Adjusted Counting#

Adjusted Counting methods improve upon simple “counting” quantifiers by correcting bias using what is known about the classifier’s errors on the training set. They aim to produce better estimates of class prevalence (how frequent each class is in a dataset) even when training and test distributions differ.

see Counting-Based Quantifiers for an overview of the base counters for quantification.

This page focuses on threshold adjustment methods, which adjust the decision threshold of a classifier to optimize prevalence estimation. Examples include Adjusted Count (TAC) and its threshold selection policies (TX, TMAX, T50, MS, MS2).

Threshold Adjustment#

Threshold-based adjustment methods correct the bias of CC by using the classifier’s True Positive Rate (TPR) and False Positive Rate (FPR). They are mainly used for binary quantification tasks.

Threshold Adjusted Count (TAC) Equation

\[\hat{p}^U_{TAC}(⊕) = \frac{\hat{p}^U_{CC}(⊕) - FPR_L}{TPR_L - FPR_L}\]
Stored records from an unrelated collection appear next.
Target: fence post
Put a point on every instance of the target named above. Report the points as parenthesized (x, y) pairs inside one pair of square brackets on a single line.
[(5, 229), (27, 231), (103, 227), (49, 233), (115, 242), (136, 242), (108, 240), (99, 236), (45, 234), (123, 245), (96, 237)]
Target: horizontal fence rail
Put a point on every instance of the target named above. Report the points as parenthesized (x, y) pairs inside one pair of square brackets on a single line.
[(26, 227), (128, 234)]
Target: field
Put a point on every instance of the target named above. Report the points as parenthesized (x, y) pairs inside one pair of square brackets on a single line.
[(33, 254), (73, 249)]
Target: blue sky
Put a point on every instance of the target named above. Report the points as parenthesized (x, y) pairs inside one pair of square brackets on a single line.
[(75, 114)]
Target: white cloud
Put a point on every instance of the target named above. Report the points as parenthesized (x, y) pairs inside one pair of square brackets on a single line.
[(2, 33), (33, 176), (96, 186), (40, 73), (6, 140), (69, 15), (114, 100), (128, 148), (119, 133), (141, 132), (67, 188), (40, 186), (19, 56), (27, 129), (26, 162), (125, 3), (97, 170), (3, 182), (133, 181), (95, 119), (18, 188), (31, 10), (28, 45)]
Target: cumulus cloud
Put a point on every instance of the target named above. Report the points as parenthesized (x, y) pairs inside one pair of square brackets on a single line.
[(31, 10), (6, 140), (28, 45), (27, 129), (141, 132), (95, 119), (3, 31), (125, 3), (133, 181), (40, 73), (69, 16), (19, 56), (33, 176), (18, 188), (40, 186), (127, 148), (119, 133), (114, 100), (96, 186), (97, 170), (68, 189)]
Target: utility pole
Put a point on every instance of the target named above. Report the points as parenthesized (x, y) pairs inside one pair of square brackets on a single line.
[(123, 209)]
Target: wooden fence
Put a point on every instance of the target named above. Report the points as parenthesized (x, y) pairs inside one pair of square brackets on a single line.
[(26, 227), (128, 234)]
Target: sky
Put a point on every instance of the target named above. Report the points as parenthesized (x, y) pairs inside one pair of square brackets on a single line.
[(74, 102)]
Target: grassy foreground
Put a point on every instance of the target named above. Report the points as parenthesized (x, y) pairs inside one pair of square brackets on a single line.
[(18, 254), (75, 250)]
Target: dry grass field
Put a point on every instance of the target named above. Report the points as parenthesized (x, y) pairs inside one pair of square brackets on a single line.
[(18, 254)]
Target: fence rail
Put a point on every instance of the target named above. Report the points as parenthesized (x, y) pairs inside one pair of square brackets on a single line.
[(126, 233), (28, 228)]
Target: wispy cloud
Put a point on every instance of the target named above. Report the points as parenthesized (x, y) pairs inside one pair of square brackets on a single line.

caption:: Corrected prevalence estimate using classifier error rates

The main idea is that by adjusting the observed rate of positive predictions, we can better approximate the real class distribution.

Threshold selection policies comparison — *Comparison of different threshold selection policies showing FPR and 1-TPR curves with optimal thresholds for each method [Adapted from Forman (2008)]*#

Different threshold methods vary in how they choose the classifier cutoff \(\tau\) for scores \(s(x)\) .
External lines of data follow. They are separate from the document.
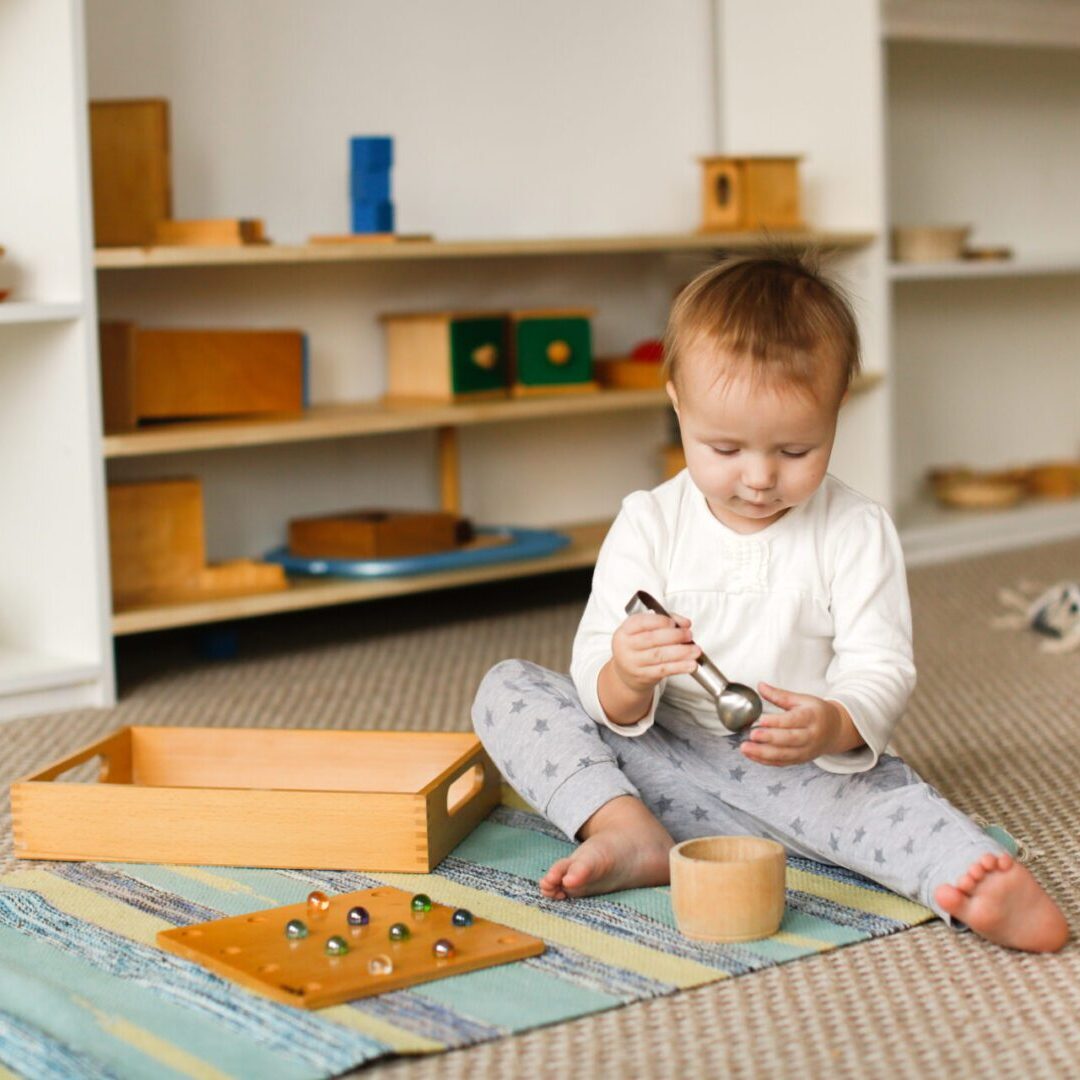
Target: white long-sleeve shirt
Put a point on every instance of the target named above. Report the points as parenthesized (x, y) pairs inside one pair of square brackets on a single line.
[(815, 603)]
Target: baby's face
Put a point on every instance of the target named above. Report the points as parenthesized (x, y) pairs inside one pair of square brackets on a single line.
[(754, 448)]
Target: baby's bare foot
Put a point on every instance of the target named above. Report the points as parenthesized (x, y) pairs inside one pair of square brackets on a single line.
[(623, 847), (1001, 901)]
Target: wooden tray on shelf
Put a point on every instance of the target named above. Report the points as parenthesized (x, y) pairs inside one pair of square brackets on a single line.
[(363, 800)]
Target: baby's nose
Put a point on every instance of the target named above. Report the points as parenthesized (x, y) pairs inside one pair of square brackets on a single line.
[(759, 475)]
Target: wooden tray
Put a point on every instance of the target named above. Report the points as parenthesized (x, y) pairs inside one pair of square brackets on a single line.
[(366, 800), (254, 952)]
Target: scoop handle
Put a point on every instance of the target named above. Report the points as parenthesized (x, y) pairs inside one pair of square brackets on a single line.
[(706, 673)]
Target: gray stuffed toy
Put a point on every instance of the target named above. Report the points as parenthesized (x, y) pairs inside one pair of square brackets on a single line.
[(1054, 612)]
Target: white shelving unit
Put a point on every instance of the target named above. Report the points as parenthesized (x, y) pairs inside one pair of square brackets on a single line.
[(55, 650), (980, 115)]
All these methods have their fit, predict and aggregate functions, similar to other aggregative quantifiers. However, they also include a specialized method: get_best_thresholds, which identifies the optimal threshold, given y and predicted probabilities. Here is an example of how to use the T50 method:

from mlquantify.counting import T50, evaluate_thresholds
from sklearn.linear_model import LogisticRegression

clf = LogisticRegression()

thresholds, tprs, fprs = evaluate_thresholds(
   y=y_test,
   probabilities=clf.predict_proba(X_test)[:, 1]) # binary proba

q = T50()
best_thr, best_tpr, best_fpr = q.get_best_thresholds(X_val, y_val)
print(f"Best threshold: {best_thr}, TPR: {best_tpr}, FPR: {best_fpr}")

Note

Threshold adjustment methods like TAC are primarily designed for binary classification tasks.